I am the kind of person who believes in kindness and compliments and truly making the world a better place, not only for myself, but for those people around me as well. In a world filled with criticism and judgement and rudeness, I feel compelled to spread something positive. I’ve noticed quite a bit of underlying tones and messages through social media. I guess maybe people are too cowardly to say things personally to someone so they will direct something at someone to get their attention. The unfortunate part is that usually the message isn’t one of kindness. Every time I check Facebook I see another shared post of how annoying positive quotes are. I say this. People can share whatever they want. Ask yourself this. Do you want to spread your sarcasm and insults or do you want to share something uplifting or challenging for people to examine their lives? It’s your choice. I’ve also realized this. There is a small word you can push that will eliminate any aggravation someone causes you. That little word is unfollow. I am starting to use it more and more. For me, it is necessary and healthy to remove myself from sarcastic, negative people. I don’t need that in my life period.

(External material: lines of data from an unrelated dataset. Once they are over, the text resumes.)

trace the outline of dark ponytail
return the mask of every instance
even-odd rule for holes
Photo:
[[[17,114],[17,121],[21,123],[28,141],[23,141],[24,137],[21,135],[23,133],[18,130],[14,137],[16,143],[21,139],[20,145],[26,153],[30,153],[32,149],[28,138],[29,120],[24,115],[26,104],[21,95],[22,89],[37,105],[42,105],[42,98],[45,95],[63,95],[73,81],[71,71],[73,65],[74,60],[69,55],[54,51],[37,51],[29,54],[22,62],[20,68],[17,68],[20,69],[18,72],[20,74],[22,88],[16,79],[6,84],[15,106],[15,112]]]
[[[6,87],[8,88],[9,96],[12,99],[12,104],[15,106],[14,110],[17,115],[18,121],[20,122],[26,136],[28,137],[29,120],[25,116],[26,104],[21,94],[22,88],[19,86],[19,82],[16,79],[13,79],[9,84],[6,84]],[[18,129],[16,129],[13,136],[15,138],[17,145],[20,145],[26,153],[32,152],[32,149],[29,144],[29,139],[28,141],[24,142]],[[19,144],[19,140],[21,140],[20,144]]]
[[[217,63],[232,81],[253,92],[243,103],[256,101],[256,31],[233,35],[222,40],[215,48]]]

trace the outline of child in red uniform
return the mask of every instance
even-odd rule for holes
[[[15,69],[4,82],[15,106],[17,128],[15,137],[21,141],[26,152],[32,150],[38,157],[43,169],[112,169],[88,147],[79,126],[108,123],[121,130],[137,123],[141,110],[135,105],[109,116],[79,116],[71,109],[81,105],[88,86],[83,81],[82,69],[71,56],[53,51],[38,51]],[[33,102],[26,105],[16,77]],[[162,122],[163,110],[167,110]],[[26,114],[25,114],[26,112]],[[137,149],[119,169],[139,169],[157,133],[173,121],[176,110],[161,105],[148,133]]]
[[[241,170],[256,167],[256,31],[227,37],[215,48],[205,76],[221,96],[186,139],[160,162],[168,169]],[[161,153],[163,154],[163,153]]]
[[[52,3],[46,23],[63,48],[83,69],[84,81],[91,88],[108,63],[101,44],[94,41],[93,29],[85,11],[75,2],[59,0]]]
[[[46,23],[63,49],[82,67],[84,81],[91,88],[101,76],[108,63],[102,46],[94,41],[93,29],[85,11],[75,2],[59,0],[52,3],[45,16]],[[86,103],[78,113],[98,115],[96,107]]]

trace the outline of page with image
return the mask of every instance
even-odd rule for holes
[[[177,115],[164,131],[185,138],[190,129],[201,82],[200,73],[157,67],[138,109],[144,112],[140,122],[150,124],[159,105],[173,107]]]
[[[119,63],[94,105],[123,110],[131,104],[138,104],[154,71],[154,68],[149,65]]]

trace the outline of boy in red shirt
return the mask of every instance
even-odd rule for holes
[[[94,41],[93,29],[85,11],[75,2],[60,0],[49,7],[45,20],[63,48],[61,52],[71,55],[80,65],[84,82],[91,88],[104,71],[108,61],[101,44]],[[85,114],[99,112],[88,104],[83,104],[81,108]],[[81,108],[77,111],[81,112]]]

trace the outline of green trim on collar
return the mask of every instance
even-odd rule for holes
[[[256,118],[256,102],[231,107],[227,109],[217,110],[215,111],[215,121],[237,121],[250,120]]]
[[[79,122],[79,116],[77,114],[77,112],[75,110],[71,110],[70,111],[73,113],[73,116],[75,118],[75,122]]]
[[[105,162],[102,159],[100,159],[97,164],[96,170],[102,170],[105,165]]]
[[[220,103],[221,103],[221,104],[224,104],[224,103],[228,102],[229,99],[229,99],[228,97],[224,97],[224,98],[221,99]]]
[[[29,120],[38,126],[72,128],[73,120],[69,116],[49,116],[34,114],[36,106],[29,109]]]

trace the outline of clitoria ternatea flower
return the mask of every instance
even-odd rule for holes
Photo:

Any good that could come from sharing a relationship with a person like that is easily outweighed by the negativity surrounding the name. My point is this. PUSH THE BUTTON, save yourself the aggravation on either side and move on surrounding yourself with people who make you feel good. Negativity and sarcasm bring people down. Some people find it funny but I do not. So off I go to adjust my friend list to bring me to a more positive place. Does this mean I don’t like the people I unfollow. Not at all. I just don’t like their bad attitude or sense of humor. Believe me there are several and I’m not here to tell you not to be you. I just expect the same from you.

Have you noticed this as well? How do you handle it?